I had to Google this: planetesimal. Learn something new everyday around here.
Too bad it's not a Dyson Sphere, it might make the tin-foil hatters add another layer of tinfoil. Maybe I need to buy stock in a tinfoil company just in case.
One curious case of “what's that?” in astronomy is a puzzle: two gets astrophysicists on the way to an answer. An oddly-dimming star called EPIC 204278916 (EPIC in this article) might help boffins understand the “Dyson sphere” (no, it's not) Tabby's star. The group led by Simone Scaringi from the Max Planck Institute for …
It seems "Maybe an alien megastruture" is now in the list of politically correct unsayables (like, and I am totally making things up now, "Trump is not wrong", "Mabye blacks have police problems for a reason" or "Maybe Israel is kinda fascist") One immediately has to declare self-disgust at even have been forced to utter the words, state that anyone delecting in this kind of crimethink is a nutter and make references to tinfoil. And one may still get invited to a ritual disemboweling on CNN.

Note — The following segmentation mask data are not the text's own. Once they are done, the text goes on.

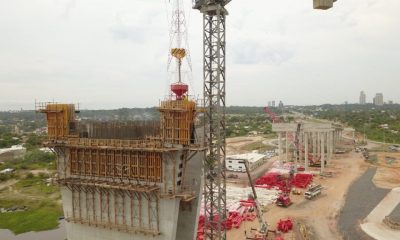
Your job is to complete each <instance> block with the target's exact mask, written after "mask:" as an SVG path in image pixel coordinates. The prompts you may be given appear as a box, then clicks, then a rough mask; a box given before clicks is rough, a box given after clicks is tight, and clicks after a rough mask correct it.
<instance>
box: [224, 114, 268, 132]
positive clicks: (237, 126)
mask: <svg viewBox="0 0 400 240" xmlns="http://www.w3.org/2000/svg"><path fill="white" fill-rule="evenodd" d="M271 127H272V125H271V124H270V123H269V121H268V120H267V117H266V116H265V114H252V115H245V114H235V115H233V114H232V115H227V117H226V136H227V137H238V136H247V135H249V134H250V133H252V132H257V134H271V133H272V129H271Z"/></svg>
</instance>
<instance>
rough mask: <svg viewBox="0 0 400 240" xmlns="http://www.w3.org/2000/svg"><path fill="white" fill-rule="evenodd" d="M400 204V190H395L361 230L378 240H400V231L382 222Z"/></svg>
mask: <svg viewBox="0 0 400 240" xmlns="http://www.w3.org/2000/svg"><path fill="white" fill-rule="evenodd" d="M399 203H400V188H394V189H393V190H392V191H391V192H390V193H388V194H387V195H386V197H385V198H384V199H383V200H382V201H381V202H380V203H379V204H378V205H377V206H376V207H375V208H374V210H372V212H371V213H370V214H369V215H368V216H367V218H366V219H365V220H364V221H363V222H364V223H362V224H361V229H362V230H363V231H364V232H365V233H367V234H368V235H369V236H371V237H373V238H374V239H376V240H398V239H400V231H399V230H394V229H391V228H389V227H388V226H386V225H385V224H384V223H383V222H382V221H383V219H384V218H385V217H386V216H388V215H389V214H391V213H392V212H393V210H394V209H395V208H396V206H398V205H399Z"/></svg>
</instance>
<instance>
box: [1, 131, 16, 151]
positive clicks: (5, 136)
mask: <svg viewBox="0 0 400 240" xmlns="http://www.w3.org/2000/svg"><path fill="white" fill-rule="evenodd" d="M20 142H21V141H20V139H19V138H18V137H17V136H16V135H13V134H11V133H9V132H4V133H3V134H0V148H9V147H11V146H12V145H18V144H20Z"/></svg>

There's nothing politically incorrect about anything you listed except "Maybe Israel is kinda fascist". Everything else is simply incorrect. Politics don't enter into it.
As for the Israel thing, well, Israel is run by horrible people who do horrible things. But "fascism" isn't the correct term. They're their own thing. And yes, I don't understand why it's politically incorrect to say "well, shit, the way Israel's government responds to pretty much everything - both internally and externally - is awful, and a lot of their problems would solvable if they weren't arrogant, xenophobic, nationalistic, control freaks."
Somehow, saying the Israeli government is peopled by monsters is immediately a condemnation of all Israelis or even all Jews (Israeli or not). I don't get how that works, but apparently it's a thing.
The rest of your issues, however, are just wrong. Way before politics gets involved.
In terms of interplanetary observation a lot of cool things are happening. We are in a time when science and technology have allowed the construction of telescopes with previously unimaginable clarity and sensitivity. And given whats on the books things could get even more interesting.
I'm not saying it is a Dyson Sphere, it almost certainly is not, but I don't see why it only partially dimming prevents it from being one? Perhaps the civilisation only needs that much power? Maybe they're working on it but it's not finished? Maybe they ran our of economically viable material to make it with?
I don't get the enthusiasm. What's so exciting/unique/questionable/gripping/enigmatic about a very young star being partially eclipsed by a bunch of amorphous matter in an unpredictable pattern. S'bleedin' obvious that that's what some suns will look like in the early stages of planetary formation, shirley?